(Image: Private Media)

This article is part of a series about a legal threat sent to Crikey by Lachlan Murdoch, over an article Crikey published about the January 6 riots in the US. For the series introduction go here, and for the full series go here.


Next-gen billionaires Lachlan of the House Murdoch and Javanka of the House Trump are learning a hard truth about oligarchy: you can inherit the money that makes you a billionaire, but you can’t inherit the political clout that makes you an oligarch.

As that political-science classic The Godfather tells us, there’s only room for one Don in a family. It’s why the 91-year-old Rupert can’t (or won’t) step down. It’s why the 76-year-old Trump is running for president, rather than backing the politically-eager Don Jr or the more marketable Ivanka.

The children (if that’s the word for offspring in their 40s and 50s) find themselves left in “swell a progress, start a scene or two” roles. It’s the pathos that drives the drama of the fictional Roy family in Succession. It’s on display, too, in the “soulless and very selective memoir” (as per the eviscerating take in The New York Times) of Jared Kushner’s book.

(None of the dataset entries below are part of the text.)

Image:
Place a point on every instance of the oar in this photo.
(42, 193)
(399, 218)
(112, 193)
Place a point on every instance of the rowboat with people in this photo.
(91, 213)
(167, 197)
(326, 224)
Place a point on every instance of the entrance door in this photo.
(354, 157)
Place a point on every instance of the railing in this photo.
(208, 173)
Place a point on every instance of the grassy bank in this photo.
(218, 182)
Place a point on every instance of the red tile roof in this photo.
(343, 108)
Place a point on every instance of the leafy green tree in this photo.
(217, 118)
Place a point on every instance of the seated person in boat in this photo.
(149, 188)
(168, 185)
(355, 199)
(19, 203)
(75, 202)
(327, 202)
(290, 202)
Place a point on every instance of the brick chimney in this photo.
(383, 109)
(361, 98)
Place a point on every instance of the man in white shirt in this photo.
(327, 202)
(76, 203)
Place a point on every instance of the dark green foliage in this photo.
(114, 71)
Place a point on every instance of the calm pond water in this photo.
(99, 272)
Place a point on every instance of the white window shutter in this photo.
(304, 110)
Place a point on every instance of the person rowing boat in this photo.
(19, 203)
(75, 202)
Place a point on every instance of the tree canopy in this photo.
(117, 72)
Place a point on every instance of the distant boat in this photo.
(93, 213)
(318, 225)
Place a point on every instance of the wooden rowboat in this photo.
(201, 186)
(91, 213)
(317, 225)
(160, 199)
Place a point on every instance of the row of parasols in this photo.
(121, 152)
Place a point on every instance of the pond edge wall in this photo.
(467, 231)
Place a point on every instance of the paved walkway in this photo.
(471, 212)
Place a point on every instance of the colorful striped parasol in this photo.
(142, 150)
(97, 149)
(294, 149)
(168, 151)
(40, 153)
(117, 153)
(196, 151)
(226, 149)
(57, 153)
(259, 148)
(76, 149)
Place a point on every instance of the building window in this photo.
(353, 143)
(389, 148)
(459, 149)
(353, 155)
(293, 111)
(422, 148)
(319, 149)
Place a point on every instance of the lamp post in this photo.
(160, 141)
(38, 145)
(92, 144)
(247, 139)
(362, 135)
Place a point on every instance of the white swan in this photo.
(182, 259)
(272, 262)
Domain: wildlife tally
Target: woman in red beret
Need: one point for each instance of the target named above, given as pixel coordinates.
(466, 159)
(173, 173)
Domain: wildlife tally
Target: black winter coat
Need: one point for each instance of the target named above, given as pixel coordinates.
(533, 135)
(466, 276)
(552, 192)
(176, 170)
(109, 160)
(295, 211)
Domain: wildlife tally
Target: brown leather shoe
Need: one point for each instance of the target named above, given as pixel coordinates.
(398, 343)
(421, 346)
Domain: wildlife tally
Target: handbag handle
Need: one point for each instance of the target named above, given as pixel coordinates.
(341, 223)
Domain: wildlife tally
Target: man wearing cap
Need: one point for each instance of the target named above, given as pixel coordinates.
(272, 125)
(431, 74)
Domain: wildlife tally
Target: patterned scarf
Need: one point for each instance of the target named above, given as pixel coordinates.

It’s the clout that turns the billionaire into an oligarch. It’s the fight over clout that marks the recurring battles between the Murdochs and the Trumps.

The Murdoch family built its wealth by monetising Rupert’s clout, translating it into hard-earned political favours (sorry, arms-length administrative decision-making) back in the 1980s: the 1981 Thatcher tick to take over the Times, the Reagan-era abandoning of the “fairness” doctrine in 1987, the Hawke government waiving through the foreign takeover of The Herald and Weekly Times in 1987.

Rupert’s still the company’s go-to guy, as Malcolm Turnbull knew when he reached out to save his leadership in 2018 and why he felt dissed when Rupert palmed him off to Lachlan as the decision-maker. Yeah, right.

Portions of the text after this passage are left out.